Porfiromycin

Clinical data
- Trade names: Promycin
- ATC code: L01 ;

Identifiers
- IUPAC name [(4S,6S,7R,8S)-11-amino-7-methoxy-5,12-dimethyl-10,13-dioxo-2,5-diazatetracyclo[7.4.0.02,7.04,6]trideca-1(9),11-dien-8-yl]methyl carbamate;
- CAS Number: 801-52-5;
- PubChem CID: 13116;
- DrugBank: DB06478;
- ChemSpider: 12565;
- UNII: H1WK901OA6;
- KEGG: D05572;
- ChEMBL: ChEMBL521078;
- CompTox Dashboard (EPA): DTXSID901024646 ;

Chemical and physical data
- Formula: C_{16}H_{20}N_{4}O_{5}
- Molar mass: 348.359 g·mol^{−1}
- 3D model (JSmol): Interactive image;
- SMILES CC1=C(C(=O)C2=C(C1=O)N3C[C@H]4[C@@H]([C@@]3([C@@H]2COC(=O)N)OC)N4C)N;
- InChI InChI=1S/C16H20N4O5/c1-6-10(17)13(22)9-7(5-25-15(18)23)16(24-3)14-8(19(14)2)4-20(16)11(9)12(6)21/h7-8,14H,4-5,17H2,1-3H3,(H2,18,23)/t7-,8+,14+,16-,19?/m1/s1; Key:HRHKSTOGXBBQCB-VFWICMBZSA-N;

= Porfiromycin =

Chemical compound

Porfiromycin is an N-methyl derivative of the antineoplastic antibiotic, mitomycin C, which is isolated from various Streptomyces bacterial species. As an antineoplastic agent, it is under investigation for the treatment of cancer, particularly head and neck cancer.

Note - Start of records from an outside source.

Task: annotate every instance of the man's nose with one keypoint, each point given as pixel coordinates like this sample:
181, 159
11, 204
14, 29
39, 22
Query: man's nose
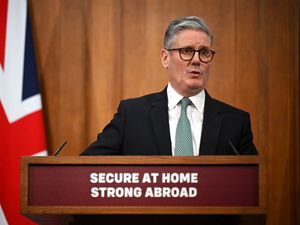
196, 58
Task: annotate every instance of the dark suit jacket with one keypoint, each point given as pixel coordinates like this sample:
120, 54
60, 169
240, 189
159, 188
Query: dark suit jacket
141, 127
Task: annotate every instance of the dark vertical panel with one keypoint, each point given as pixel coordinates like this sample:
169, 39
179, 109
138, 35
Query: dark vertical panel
46, 31
104, 60
279, 105
71, 105
250, 69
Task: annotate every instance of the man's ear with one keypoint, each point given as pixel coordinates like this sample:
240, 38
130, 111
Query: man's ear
164, 56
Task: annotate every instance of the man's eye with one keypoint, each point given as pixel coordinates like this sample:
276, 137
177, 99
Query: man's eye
187, 51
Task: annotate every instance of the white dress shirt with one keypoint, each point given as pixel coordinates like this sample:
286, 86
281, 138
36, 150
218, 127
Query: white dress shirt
194, 113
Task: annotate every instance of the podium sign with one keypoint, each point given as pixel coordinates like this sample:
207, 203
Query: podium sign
142, 185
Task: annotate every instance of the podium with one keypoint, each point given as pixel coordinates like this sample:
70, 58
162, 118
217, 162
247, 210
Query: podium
57, 190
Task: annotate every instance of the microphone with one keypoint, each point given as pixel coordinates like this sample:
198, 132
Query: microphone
59, 149
233, 148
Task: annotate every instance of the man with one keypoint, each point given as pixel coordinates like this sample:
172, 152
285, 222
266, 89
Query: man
182, 119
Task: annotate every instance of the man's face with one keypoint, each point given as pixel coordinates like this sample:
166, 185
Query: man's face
188, 78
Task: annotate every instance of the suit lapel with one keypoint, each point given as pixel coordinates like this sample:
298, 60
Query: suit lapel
211, 127
160, 122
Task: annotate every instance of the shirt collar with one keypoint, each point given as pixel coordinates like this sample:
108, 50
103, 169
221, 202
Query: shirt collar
173, 99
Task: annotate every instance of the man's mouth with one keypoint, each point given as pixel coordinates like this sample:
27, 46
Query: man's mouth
196, 72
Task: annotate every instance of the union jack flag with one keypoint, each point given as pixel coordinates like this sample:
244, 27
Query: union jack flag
21, 118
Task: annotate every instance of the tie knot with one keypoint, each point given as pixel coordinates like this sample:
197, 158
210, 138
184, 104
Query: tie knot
185, 102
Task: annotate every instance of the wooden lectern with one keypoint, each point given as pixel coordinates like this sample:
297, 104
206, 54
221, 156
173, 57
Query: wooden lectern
57, 190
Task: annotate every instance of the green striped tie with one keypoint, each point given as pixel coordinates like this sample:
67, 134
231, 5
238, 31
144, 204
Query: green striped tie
183, 139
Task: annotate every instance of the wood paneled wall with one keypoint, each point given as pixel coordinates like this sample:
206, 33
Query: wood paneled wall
93, 53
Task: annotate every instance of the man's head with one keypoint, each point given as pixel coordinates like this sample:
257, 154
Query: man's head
188, 69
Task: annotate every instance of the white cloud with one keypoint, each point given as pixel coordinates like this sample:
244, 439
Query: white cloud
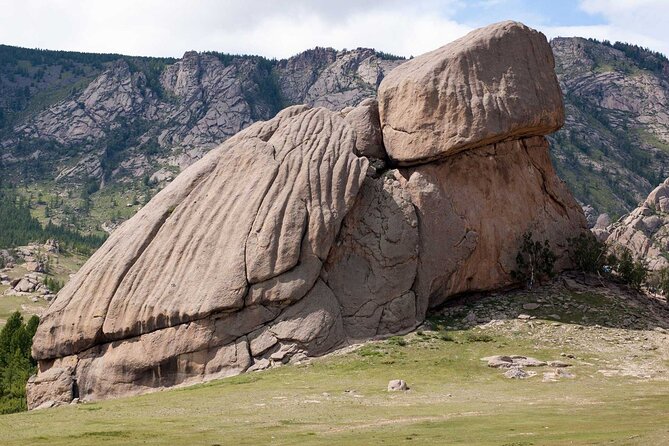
270, 28
276, 28
641, 22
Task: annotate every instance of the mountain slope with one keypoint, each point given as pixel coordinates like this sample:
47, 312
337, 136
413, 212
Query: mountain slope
614, 146
101, 134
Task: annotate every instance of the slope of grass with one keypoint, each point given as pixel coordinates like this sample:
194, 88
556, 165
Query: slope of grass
454, 399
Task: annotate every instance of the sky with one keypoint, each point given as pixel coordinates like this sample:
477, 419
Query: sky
282, 28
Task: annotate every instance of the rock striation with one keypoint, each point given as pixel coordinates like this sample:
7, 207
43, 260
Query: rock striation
294, 237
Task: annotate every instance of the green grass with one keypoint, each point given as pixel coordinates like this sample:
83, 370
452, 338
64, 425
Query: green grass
454, 399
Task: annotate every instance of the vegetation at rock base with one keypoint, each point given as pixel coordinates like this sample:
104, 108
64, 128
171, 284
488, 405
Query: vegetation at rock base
629, 270
16, 365
455, 398
534, 262
588, 254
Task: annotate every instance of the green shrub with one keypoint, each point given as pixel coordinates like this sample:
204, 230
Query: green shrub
16, 365
629, 270
534, 262
588, 254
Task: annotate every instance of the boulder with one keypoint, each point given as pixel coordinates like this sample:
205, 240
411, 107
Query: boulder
397, 385
365, 120
494, 84
283, 242
35, 267
473, 209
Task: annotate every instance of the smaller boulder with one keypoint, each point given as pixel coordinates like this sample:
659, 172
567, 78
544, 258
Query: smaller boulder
397, 385
365, 120
35, 267
516, 373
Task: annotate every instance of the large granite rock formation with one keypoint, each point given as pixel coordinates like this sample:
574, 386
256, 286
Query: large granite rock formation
645, 230
285, 242
493, 84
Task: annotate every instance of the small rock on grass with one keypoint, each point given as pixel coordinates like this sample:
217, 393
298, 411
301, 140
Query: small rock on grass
397, 385
518, 373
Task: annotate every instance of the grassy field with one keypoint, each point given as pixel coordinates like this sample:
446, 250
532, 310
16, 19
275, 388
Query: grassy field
619, 395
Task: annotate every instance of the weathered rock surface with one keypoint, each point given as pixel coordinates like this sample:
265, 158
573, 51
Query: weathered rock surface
283, 243
471, 228
495, 83
645, 230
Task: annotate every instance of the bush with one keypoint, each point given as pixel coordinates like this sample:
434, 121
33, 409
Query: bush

Porfiromycin works by generating oxygen radicals and alkylating DNA, resulting in interstrand cross-links and single-strand breaks. This inhibits DNA synthesis and leads to the death of cancer cells. It has a higher toxicity towards hypoxic cells, making it an attractive option for cancer treatment.

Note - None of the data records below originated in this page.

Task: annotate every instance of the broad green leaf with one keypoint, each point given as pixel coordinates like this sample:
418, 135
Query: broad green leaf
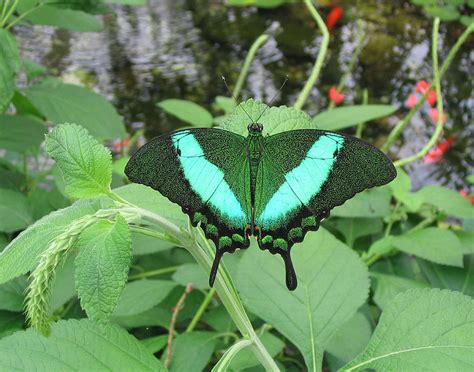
350, 340
10, 323
74, 20
432, 244
76, 344
22, 254
325, 299
424, 329
192, 351
66, 103
20, 133
15, 212
274, 119
247, 359
354, 228
144, 244
386, 287
142, 295
86, 165
191, 273
344, 117
187, 111
12, 294
453, 278
102, 266
370, 203
151, 200
10, 64
449, 201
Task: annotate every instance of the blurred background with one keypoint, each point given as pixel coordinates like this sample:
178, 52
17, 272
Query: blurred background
181, 48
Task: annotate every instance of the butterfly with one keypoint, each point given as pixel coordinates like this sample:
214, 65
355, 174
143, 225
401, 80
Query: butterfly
274, 187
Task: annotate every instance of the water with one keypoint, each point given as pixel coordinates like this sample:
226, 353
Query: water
180, 49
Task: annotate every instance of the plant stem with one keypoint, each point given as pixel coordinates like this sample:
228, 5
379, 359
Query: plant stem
248, 61
303, 96
174, 317
360, 126
201, 310
147, 274
355, 55
398, 129
439, 105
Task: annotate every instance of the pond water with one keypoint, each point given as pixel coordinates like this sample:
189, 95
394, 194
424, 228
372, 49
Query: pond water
181, 48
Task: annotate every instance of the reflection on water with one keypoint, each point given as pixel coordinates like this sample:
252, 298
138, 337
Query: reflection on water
179, 49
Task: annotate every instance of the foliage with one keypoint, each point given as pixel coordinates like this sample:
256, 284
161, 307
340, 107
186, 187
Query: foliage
386, 283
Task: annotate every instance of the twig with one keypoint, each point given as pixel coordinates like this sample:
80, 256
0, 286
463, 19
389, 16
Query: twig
176, 310
319, 60
439, 106
248, 61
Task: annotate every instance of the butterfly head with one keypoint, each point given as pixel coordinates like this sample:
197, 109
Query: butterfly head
255, 128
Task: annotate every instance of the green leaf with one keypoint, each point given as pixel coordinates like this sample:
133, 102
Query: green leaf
422, 329
187, 111
192, 351
386, 287
12, 294
433, 244
142, 295
86, 165
10, 64
274, 119
10, 323
453, 278
66, 103
348, 116
370, 203
15, 211
325, 299
74, 344
247, 359
147, 198
21, 255
191, 273
102, 266
446, 200
70, 19
349, 341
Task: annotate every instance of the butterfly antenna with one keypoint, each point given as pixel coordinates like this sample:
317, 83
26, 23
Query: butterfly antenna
235, 100
273, 98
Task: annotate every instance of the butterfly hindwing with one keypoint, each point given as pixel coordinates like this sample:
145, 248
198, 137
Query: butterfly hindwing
205, 171
302, 175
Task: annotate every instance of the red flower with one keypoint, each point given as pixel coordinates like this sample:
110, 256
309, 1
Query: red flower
467, 196
334, 15
431, 97
422, 86
437, 152
433, 114
335, 96
411, 101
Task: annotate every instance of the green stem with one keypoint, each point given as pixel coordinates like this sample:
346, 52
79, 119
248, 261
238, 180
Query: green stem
248, 61
147, 274
439, 106
9, 13
365, 101
398, 129
201, 310
303, 96
355, 55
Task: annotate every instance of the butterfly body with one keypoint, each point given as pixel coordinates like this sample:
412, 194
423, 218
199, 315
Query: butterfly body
276, 188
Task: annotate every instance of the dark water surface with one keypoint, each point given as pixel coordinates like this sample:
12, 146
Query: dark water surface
180, 49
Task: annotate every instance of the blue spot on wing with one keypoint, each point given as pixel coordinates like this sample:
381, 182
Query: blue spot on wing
303, 182
207, 180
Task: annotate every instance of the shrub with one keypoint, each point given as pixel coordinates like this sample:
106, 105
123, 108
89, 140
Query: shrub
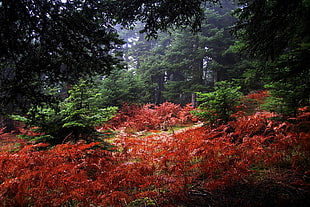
217, 106
73, 119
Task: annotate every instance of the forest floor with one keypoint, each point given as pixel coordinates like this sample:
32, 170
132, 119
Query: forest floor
252, 161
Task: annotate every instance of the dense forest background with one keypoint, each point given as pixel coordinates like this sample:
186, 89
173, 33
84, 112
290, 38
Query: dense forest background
154, 103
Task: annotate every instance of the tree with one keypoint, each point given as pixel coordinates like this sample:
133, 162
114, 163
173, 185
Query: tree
72, 119
52, 42
277, 34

Porfiromycin can increase the risk of methemoglobinemia when taken with certain medications. It belongs to the class of compounds known as mitomycins, which are characterized by their aziridine ring linked to a 7-amino-6-methyl-cyclohexa[b]pyrrolizine-5,8-dione structure.